Per vincere le tribolatissime primarie che per mesi hanno tenuto impantanato il Pd – fiorentino e nazionale – nella palude di giochi di potere tra correnti e capi-corrente , il rampante Renzi ha dovuto puntare sulla discontinuità dalla giunta Domenici sbandierando un programma-fotocopia di quello del centrodestra. Un esempio per tutti: il passaggio della tramvia davanti al Battistero e al Duomo, fiore all’occhiello del sindaco uscente, questione che ha spaccato a metà i fiorentini con tanto di referendum. Renzi dice che quel passaggio accanto ai monumenti simbolo di Firenze va rivisto, ricalcando in pieno la battaglia portata avanti per mesi dal centrodestra non solo locale (della vicenda si sono occupati Bonaiuti, Bondi, Matteoli, tanto per citare alcuni big di rango nazionale).

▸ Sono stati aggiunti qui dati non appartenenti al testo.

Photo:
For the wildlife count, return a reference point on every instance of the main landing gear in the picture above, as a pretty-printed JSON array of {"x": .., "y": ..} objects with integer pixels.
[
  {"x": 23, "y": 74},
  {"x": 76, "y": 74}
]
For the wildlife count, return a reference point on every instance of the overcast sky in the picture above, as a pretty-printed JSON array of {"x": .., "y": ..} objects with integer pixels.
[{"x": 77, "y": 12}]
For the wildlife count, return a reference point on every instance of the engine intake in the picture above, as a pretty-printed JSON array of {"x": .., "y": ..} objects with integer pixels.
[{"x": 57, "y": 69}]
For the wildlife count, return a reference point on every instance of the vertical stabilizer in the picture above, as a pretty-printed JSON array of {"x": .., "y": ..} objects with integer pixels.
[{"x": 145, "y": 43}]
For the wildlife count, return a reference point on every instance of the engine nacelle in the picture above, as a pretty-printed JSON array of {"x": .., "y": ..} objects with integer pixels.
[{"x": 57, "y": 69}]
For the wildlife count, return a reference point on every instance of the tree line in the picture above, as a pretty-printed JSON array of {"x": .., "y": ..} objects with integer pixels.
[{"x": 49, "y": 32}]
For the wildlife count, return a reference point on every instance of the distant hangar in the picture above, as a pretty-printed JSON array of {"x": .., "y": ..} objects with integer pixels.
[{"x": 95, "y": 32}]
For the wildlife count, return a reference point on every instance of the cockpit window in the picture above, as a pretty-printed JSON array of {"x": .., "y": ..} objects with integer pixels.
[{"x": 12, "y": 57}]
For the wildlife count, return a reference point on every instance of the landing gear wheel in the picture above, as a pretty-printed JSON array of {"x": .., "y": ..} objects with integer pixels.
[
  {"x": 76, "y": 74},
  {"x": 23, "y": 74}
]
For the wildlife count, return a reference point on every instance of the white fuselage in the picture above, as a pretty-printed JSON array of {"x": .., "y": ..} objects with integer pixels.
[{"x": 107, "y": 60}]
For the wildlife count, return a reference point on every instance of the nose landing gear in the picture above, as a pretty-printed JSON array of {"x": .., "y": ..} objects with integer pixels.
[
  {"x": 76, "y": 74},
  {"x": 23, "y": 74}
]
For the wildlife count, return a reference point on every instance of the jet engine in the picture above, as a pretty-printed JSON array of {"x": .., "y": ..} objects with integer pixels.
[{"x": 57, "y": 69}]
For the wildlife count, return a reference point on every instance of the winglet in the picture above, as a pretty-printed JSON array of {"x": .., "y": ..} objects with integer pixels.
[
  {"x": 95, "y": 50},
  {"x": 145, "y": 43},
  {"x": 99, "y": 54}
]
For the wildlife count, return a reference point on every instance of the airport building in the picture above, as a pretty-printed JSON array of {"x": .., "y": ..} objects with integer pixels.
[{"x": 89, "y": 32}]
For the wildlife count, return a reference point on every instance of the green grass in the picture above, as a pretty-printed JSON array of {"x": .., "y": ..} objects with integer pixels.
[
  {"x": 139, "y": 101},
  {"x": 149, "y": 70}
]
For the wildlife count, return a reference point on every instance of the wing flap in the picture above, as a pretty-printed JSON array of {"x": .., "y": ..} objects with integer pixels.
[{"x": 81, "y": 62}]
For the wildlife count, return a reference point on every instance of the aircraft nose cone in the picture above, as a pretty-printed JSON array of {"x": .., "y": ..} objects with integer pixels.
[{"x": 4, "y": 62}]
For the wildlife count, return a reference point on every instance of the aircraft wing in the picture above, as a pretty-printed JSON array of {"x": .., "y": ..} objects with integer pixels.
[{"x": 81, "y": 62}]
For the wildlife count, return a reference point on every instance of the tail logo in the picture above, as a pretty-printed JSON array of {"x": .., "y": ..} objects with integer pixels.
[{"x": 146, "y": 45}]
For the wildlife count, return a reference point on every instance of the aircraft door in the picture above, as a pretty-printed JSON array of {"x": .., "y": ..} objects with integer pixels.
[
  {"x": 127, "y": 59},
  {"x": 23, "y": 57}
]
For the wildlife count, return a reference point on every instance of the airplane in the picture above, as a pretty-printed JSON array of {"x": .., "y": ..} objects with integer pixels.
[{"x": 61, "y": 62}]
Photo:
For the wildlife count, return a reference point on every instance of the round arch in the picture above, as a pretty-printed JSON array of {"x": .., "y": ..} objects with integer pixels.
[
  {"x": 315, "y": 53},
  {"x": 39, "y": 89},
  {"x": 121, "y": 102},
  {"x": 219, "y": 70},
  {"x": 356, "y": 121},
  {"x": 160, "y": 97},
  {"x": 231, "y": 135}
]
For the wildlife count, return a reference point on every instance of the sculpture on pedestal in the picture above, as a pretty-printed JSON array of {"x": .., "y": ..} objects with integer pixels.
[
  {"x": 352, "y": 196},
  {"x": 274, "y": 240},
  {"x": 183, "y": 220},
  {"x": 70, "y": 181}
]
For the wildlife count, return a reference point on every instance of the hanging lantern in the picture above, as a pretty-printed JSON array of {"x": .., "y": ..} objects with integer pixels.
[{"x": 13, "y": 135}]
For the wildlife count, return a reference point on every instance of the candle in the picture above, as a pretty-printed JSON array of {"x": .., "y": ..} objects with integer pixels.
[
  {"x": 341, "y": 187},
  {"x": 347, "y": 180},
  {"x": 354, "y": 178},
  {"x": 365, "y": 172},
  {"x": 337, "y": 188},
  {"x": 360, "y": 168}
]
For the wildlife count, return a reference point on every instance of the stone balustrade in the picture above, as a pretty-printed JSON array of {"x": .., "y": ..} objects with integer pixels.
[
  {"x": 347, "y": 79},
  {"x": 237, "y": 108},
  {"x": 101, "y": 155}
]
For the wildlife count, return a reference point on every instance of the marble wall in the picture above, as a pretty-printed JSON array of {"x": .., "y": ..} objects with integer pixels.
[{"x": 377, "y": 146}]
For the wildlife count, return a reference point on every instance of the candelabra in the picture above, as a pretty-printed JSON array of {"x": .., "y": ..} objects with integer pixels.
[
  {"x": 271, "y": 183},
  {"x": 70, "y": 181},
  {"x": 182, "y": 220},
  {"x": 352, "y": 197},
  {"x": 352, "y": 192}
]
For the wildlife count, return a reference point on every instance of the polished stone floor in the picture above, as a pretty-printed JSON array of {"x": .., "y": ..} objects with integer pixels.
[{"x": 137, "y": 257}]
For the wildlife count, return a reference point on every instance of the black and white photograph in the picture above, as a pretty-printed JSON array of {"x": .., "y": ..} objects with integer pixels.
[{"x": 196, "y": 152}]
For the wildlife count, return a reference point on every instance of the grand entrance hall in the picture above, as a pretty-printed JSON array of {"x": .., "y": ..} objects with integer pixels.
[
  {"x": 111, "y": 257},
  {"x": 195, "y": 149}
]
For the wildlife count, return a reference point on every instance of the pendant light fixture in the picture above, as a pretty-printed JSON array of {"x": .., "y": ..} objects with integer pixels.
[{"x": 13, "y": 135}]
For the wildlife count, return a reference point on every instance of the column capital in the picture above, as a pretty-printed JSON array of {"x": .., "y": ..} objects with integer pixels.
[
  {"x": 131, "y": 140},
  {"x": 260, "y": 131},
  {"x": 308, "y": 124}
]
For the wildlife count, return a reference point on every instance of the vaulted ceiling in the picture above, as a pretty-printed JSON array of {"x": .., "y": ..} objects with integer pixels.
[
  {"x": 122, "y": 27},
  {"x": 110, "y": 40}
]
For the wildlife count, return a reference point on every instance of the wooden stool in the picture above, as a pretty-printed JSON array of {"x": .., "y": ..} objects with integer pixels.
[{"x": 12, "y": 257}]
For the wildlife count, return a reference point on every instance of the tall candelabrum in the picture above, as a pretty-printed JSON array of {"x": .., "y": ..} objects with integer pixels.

Non solo: l’iperattivismo di Renzi e soprattutto la sua “allergia” ai diktat di partito e di coalizione, non è gradito alla nomenklatura del Pd e il suo approccio da “uomo solo al comando” non raccoglie certo gli entusiasmi degli alleati che in questa fase tentano – a fatica – di “blindare” il programma elettorale. Inceneritore, aeroporto, urbanistica sono le spine nel fianco del centrosinistra gigliato. Ultima polemica in ordine temporale che ha fatto infuriare la sinistra e l’elettorato è stata la sua uscita sulla necessità di cambiare la Costituzione (“andrebbe attualizzata”) e sul ruolo del sindacato (“riformare l’idea di sindacato e ribaltare il sistema del welfare”).
Non a caso Renzi ha avviato un corteggiamento neanche troppo velato nei confronti dell’Udc. Da Roma Casini apprezza e rilancia l’apertura alla possibilità di un’intesa ma il partito si spacca, col capogruppo a Palazzo Vecchio Mario Razzanelli (unico eletto tra gli ex scudo-crociati) che fonda il gruppo “Firenze c’è”, dal nome della lista civica con la quale si presenterà al voto di giugno come candidato sindaco.
Adesso, con l’imprimatur del Cavaliere su Galli si apre ufficialmente la sfida del Pdl per Palazzo Vecchio. E il “portierone” ha già indossato la maglia numero nove, quella della punta.